Does Big Data Advance Security Analytics?
If you follow the security press, you know many predict that big data will transform information security. RSA recently released a security brief on security analytics with big data that mirrors the press. Depending on your perspective, security analytics with big data may be the concept that we’ll leverage big data clusters for actionable intel in coming years. Or if you talk to SIEM vendors who run on top of NoSQL repositories, the future has been here for 5 years. You may go with “none of the above”. To me it is simply a good idea that has yet to be fully implemented, which is currently just something we talk about in the security echo chamber.
But that did not stop me from enjoying the paper. And I don’t say that about most vendor-led research. Most of it makes me angry, to the point where I avoid writing about it to avoid saying really nasty things in public, which should not be printed. But I want to make a couple comments on the assumptions here – specifically, “Big data’s new role in security comes at a time time when organizations confront un-precedented risk arising from two conditions:”, which implies a connection to both security concerns and the need for big data analytics. I think that link is tenuous, and serves their premise poorly.
The dissolving perimeter has little or nothing to do with security analytics with big data. The “dissolving perimeter” became a topic for discussion because third-party cloud services, combined with mobile devices, have destroyed the security value of the corporate IT ‘perimeter’. The ‘edge’ of the network now has so many holes that it no longer forms a discernible boundary between inside and outside. We do, however – given the number of servers, services, and mobile computing platforms (all programmed to deliver event data) get a wealth of constantly generated information. Cheap computing resources, coupled with nearly free analytics tools, make storage and processing of this data newly feasible.

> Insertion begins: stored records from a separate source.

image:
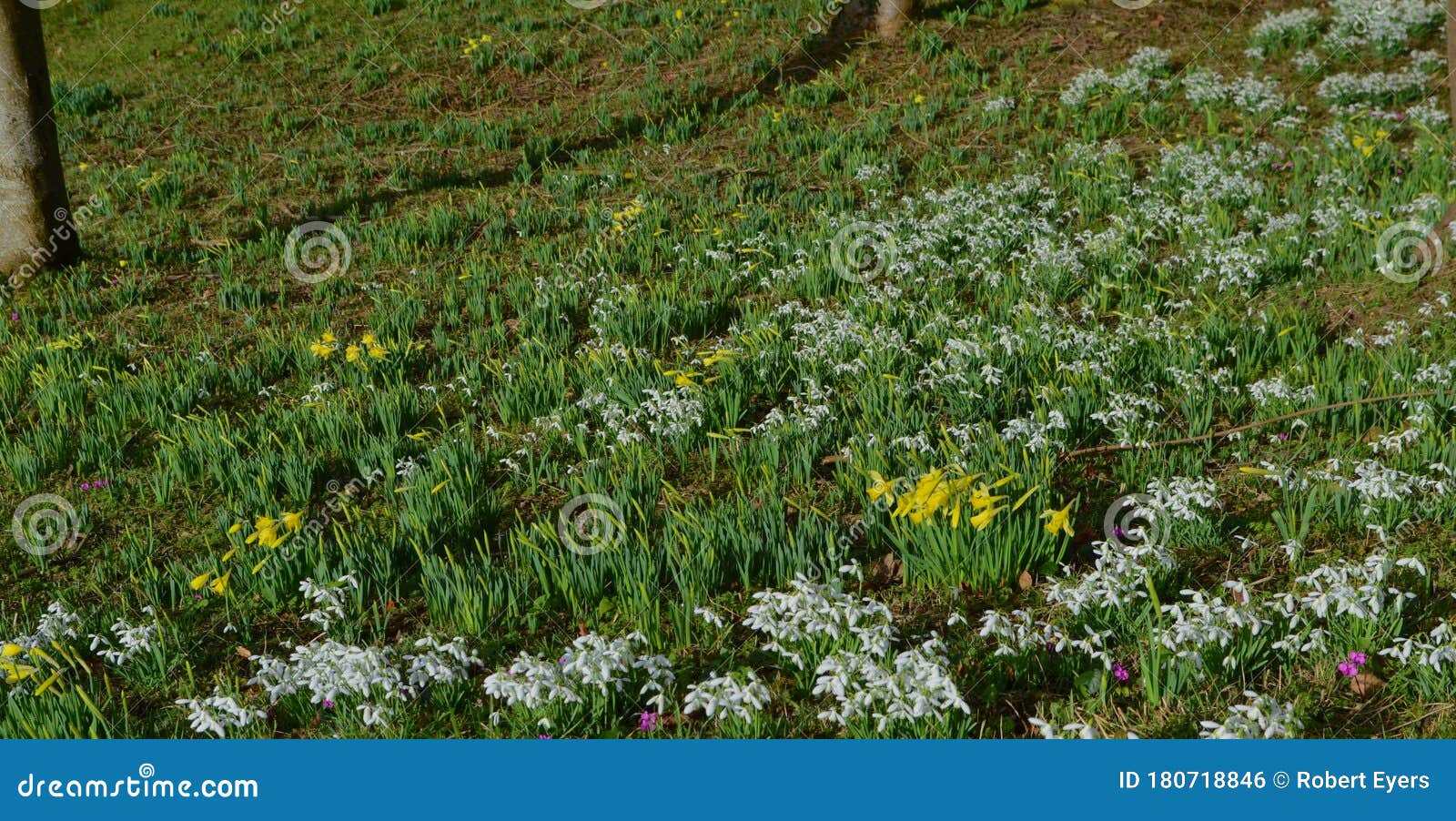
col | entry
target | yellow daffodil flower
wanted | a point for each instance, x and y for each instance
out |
(291, 522)
(1059, 520)
(980, 520)
(266, 532)
(880, 488)
(14, 673)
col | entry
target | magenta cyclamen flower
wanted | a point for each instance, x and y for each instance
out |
(647, 723)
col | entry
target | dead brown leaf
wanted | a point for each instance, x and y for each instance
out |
(1366, 684)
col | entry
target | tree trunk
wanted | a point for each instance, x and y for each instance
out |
(35, 225)
(1429, 250)
(885, 17)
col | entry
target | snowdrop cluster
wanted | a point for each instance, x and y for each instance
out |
(669, 413)
(218, 714)
(1360, 590)
(592, 661)
(739, 696)
(915, 686)
(1120, 575)
(1210, 622)
(329, 672)
(814, 616)
(1183, 498)
(1433, 650)
(130, 641)
(328, 600)
(57, 623)
(1263, 716)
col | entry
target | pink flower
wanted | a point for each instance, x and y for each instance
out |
(647, 723)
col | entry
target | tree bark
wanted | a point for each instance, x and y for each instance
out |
(35, 223)
(1429, 250)
(885, 17)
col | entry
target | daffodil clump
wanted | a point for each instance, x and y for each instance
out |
(366, 350)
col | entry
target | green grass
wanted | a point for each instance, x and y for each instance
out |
(592, 267)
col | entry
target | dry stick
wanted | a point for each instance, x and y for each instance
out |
(1249, 427)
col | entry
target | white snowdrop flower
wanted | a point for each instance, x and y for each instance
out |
(57, 623)
(590, 663)
(912, 687)
(739, 696)
(1263, 716)
(328, 670)
(812, 613)
(1120, 575)
(441, 663)
(131, 639)
(1181, 497)
(328, 599)
(217, 714)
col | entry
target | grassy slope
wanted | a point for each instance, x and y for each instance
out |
(462, 179)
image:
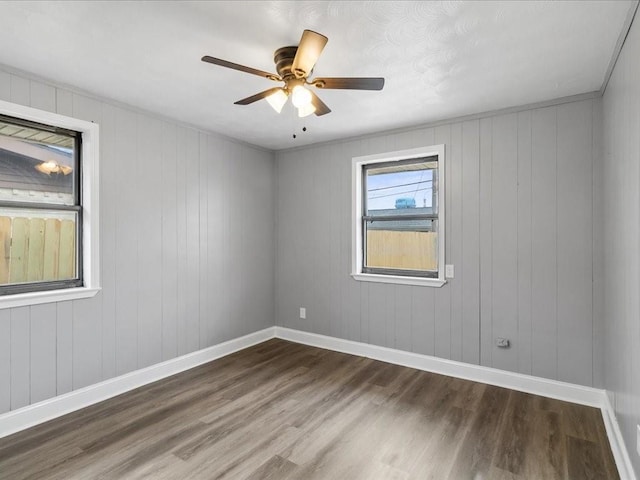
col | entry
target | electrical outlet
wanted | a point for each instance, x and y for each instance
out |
(448, 271)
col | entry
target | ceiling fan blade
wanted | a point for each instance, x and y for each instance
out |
(309, 50)
(352, 83)
(242, 68)
(321, 107)
(257, 96)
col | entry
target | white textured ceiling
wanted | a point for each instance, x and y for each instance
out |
(439, 59)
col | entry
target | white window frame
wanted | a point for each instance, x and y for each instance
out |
(356, 224)
(90, 207)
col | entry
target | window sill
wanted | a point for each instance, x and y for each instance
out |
(397, 279)
(35, 298)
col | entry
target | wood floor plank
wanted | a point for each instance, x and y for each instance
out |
(285, 411)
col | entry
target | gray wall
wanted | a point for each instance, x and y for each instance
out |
(187, 253)
(521, 193)
(621, 105)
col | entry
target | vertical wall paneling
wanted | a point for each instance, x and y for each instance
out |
(503, 237)
(126, 264)
(20, 357)
(597, 228)
(192, 166)
(404, 309)
(87, 318)
(181, 240)
(469, 265)
(108, 229)
(64, 347)
(349, 288)
(486, 242)
(525, 200)
(544, 243)
(167, 224)
(205, 314)
(621, 237)
(454, 236)
(337, 328)
(504, 269)
(148, 172)
(169, 230)
(43, 351)
(574, 237)
(5, 361)
(215, 199)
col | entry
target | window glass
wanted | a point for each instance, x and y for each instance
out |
(400, 218)
(39, 207)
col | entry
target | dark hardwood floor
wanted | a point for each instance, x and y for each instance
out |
(280, 410)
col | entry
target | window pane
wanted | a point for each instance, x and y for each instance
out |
(37, 246)
(403, 188)
(402, 244)
(36, 165)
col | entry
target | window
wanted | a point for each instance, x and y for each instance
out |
(398, 234)
(48, 207)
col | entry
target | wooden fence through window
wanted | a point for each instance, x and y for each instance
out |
(402, 249)
(36, 249)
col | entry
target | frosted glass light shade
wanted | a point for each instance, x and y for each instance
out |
(277, 100)
(300, 97)
(306, 110)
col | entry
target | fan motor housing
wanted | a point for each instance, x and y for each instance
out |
(283, 58)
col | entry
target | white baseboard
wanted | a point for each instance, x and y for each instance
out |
(49, 409)
(569, 392)
(37, 413)
(618, 447)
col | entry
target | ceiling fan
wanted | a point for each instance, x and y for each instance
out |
(294, 66)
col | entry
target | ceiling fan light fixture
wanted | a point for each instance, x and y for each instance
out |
(301, 97)
(306, 110)
(277, 100)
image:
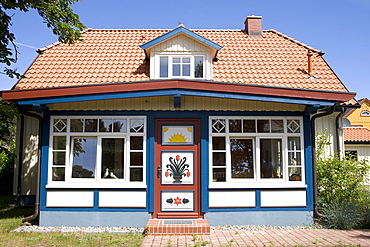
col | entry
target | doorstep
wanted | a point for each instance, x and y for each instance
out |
(177, 227)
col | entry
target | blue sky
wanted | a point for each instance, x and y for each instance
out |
(340, 28)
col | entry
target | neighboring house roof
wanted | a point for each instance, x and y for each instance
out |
(356, 135)
(115, 56)
(361, 101)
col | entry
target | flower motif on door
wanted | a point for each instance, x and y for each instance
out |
(177, 167)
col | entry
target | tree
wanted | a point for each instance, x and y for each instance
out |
(57, 15)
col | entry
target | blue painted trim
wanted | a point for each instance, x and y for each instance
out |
(308, 159)
(44, 160)
(184, 31)
(166, 92)
(96, 210)
(261, 209)
(204, 169)
(150, 162)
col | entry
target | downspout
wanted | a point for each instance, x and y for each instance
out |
(337, 127)
(20, 164)
(314, 168)
(37, 200)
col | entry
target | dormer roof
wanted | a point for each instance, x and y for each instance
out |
(178, 31)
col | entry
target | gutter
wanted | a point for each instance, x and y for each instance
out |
(37, 200)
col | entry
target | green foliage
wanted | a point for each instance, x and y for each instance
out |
(342, 194)
(341, 214)
(57, 15)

And do you think we have more sophisticated adversaries? APT is one argument for this idea, but I tend to think we have more determined adversaries. Given the increasing complexity of IT systems, there seems to be plentiful “low-hanging fruit” – accessible security vulnerabilities for attackers to take advantage of. We have evidence that some security measures are really working – Jeremiah Grossman discussed how this is shifting attacker tactics. Many attacks are not so sophisticated, but still hard to detect. I think the link to big data and attackers appears when you couple the complexity of IT environments with the staggering volume of data, and it becomes very difficult to find the proverbial needle in the haystack. The good news is that this is exactly the type of outlier big data can detect – provided it’s programmed to do so.
But ultimately I agree with their assertions, albeit for slightly different reasons. I have every confidence that big data holds promise for security intelligence, both because I have witnessed attacker behavior captured in event data just waiting to be pulled out, and because I have also seen miraculous ideas sprout from people just playing around with database queries. In the same way hackers stumble on vulnerabilities while playing with protocols, engineers stumble on interesting data just by asking the same question (query) different ways. The data holds promise. The mining of most data, and all of the work that will be required in writing M-R scripts to locate actionable intelligence, is not yet here. It will take years of dedicated work – and it’s will take script development on different data types for different NoSQL varieties.
Finally, I like the helpful graphic differentiating passive vs. active inputs. I also really like Amit Yoran’s commentary; he is dead on target. The need to aggregate, normalize, and correlate in advance can go away when you move to big data repositories. It’s ironic, but you can get better intelligence faster when you do not pre-process the data.
It may smell a bit like forecasts and new year’s predictions, but the paper is worth a read.